Album review: Decemberists - What A Terrible World, What A Beautiful World
If you’re the Decemberists, how do you set about winning over new fans in 2015? On the go for 15 years now, the Portland band (and they’re among the Portlandiest of Oregon groups) the five piece have just released their seventh album, ponderously titled What A Terrible World, What A Beautiful World.
Having scaled the indie-rock heights on The Crane Wife in the mid-Noughties, Colin Meloy et al have been trying their hand at various haphazard genres since. There was the indulgent Hazards of Love, initially planned as one long, twisting song (yes, there are plenty of prog notes present), and then the medieval folk-inspired The King Is Dead.
So some four years on, have the Decemberists now turned their hand to Guetta-aping folktronica?
Thankfully not.
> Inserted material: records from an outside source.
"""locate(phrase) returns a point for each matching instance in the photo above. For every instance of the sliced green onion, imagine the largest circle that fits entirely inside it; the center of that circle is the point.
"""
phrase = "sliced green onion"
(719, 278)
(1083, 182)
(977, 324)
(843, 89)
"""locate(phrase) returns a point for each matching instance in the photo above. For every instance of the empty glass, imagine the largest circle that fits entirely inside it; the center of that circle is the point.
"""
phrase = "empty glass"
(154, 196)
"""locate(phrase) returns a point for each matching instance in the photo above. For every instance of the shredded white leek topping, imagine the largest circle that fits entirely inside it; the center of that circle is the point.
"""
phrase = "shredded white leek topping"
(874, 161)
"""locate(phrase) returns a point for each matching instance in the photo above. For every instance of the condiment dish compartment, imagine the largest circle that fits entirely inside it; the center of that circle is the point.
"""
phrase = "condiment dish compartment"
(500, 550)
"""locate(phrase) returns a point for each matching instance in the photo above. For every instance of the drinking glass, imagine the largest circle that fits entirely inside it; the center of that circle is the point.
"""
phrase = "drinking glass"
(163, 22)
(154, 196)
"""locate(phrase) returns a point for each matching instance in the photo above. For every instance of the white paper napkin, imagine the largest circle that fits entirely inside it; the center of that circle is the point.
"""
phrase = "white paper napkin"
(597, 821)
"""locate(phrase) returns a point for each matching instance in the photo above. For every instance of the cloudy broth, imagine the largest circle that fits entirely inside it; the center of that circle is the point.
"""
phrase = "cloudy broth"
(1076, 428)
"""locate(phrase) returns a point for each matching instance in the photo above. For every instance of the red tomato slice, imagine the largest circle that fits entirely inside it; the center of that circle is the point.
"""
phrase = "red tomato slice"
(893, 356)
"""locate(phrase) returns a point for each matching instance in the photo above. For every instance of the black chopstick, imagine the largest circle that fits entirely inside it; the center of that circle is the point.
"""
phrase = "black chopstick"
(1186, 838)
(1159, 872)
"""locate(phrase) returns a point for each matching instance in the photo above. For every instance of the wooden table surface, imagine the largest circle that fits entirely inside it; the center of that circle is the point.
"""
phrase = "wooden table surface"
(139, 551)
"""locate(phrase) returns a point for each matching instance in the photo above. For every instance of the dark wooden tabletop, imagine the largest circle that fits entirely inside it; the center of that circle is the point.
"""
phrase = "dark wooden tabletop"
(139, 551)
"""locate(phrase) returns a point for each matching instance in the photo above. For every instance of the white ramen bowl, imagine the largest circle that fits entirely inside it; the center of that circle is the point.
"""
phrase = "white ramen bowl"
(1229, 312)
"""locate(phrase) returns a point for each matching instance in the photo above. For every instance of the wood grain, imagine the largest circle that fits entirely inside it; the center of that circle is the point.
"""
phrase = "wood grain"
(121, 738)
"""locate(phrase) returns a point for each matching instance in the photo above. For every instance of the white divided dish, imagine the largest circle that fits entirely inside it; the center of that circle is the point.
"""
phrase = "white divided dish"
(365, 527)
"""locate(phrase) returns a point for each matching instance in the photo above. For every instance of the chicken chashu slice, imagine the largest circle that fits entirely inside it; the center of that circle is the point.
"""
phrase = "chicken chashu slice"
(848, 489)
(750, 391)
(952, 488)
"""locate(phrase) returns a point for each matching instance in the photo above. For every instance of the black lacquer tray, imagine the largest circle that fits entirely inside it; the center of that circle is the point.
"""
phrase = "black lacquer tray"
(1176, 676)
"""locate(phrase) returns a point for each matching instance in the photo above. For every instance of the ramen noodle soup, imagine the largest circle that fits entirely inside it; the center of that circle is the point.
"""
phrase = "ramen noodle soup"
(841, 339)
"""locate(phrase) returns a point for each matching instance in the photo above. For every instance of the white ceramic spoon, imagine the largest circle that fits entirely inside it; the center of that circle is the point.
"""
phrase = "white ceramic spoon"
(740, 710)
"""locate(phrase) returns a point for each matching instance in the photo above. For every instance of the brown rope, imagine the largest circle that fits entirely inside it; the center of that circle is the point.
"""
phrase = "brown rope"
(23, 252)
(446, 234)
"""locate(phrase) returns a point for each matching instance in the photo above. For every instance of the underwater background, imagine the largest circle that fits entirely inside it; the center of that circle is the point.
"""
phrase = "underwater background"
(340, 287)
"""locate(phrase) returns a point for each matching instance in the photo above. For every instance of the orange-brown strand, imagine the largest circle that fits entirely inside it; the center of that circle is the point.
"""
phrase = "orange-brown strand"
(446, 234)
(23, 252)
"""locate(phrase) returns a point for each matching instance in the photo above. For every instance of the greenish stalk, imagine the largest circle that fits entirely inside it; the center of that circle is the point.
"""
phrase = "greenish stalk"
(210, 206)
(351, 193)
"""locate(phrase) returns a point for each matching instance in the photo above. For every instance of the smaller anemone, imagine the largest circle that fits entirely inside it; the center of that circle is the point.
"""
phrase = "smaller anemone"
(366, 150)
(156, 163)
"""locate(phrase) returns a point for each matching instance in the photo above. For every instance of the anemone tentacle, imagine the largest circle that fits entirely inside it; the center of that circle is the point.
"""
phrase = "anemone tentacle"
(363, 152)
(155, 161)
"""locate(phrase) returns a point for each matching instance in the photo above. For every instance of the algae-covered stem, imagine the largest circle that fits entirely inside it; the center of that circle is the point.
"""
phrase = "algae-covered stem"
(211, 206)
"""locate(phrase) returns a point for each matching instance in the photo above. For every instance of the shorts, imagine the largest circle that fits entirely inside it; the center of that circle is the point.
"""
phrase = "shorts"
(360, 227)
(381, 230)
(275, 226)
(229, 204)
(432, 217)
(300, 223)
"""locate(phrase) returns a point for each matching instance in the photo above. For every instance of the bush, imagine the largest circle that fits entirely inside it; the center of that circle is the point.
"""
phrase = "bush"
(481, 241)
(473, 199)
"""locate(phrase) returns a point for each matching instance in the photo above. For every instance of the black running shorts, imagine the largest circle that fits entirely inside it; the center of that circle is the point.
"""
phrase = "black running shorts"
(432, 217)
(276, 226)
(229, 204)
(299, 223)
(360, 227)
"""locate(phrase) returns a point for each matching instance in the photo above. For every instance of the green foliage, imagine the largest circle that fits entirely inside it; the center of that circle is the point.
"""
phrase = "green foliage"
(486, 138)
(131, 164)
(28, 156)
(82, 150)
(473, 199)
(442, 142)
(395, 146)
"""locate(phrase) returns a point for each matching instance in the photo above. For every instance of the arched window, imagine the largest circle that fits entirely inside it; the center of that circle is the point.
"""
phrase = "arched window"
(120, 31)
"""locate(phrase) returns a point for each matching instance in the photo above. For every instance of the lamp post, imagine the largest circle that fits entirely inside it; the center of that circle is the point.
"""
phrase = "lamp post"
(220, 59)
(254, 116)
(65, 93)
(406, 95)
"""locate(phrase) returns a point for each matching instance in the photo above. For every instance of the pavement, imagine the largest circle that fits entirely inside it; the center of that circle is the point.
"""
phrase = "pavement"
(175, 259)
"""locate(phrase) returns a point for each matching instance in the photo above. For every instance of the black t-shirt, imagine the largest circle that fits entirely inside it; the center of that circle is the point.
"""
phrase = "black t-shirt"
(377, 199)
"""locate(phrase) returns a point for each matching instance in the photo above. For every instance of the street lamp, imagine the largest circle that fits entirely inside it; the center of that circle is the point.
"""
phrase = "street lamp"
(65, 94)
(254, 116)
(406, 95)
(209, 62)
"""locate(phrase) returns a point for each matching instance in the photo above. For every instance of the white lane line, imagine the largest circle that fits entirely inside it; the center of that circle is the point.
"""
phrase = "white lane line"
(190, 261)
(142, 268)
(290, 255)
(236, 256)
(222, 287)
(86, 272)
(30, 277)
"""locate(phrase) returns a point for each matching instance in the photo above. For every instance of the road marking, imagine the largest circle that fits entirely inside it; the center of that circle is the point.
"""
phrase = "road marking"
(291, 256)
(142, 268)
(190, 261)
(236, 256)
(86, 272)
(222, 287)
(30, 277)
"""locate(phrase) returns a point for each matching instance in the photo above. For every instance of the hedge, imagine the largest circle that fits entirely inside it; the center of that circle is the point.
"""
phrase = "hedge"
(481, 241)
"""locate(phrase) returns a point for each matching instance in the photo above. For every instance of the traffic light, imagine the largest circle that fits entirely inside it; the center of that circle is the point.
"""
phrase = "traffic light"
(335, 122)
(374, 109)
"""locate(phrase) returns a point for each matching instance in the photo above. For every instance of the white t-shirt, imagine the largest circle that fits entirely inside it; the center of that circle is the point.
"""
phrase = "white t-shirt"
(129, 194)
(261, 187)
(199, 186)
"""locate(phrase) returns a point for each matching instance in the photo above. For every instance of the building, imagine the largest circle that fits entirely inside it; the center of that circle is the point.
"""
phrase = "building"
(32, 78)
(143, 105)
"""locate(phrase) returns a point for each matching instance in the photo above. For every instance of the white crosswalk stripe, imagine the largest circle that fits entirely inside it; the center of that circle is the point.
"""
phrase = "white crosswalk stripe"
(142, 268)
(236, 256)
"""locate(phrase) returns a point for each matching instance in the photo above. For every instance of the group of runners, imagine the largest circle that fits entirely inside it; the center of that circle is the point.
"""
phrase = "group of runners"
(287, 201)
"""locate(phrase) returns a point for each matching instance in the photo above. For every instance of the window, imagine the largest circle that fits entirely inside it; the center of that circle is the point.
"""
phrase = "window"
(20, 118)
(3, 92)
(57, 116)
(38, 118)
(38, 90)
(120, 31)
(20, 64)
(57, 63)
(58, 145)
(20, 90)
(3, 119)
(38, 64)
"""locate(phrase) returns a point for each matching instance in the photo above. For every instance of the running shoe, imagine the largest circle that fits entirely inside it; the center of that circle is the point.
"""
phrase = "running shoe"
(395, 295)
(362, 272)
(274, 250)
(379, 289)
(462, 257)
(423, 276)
Instead, over the course of this 14-song collection, the band, who play Dublin next month, remind you they wooed in the first place.
And Meloy is happy to take the plaudits and flowers thrown at his feet: “We know you built your life around us. Would we change? We had to change,” he sings on opening track ‘The Singer Addresses His Audience’.
“I’m not going on just to sing another summer song. So long, farewell,” he tells the fans who refuse to move on with the Decemberists. There’s more shedding of their booksmarts in ‘Cavalry Captain’.
It’s big, not clever, going for a killer hook and an infectious earworm.
The closing track, ‘A Beginning Song’, is the album’s high point, a slow-burning, twisting and gorgeous five minutes that has Meloy opening up his heart, letting everyone see the beauty the Decemberists are capable of creating.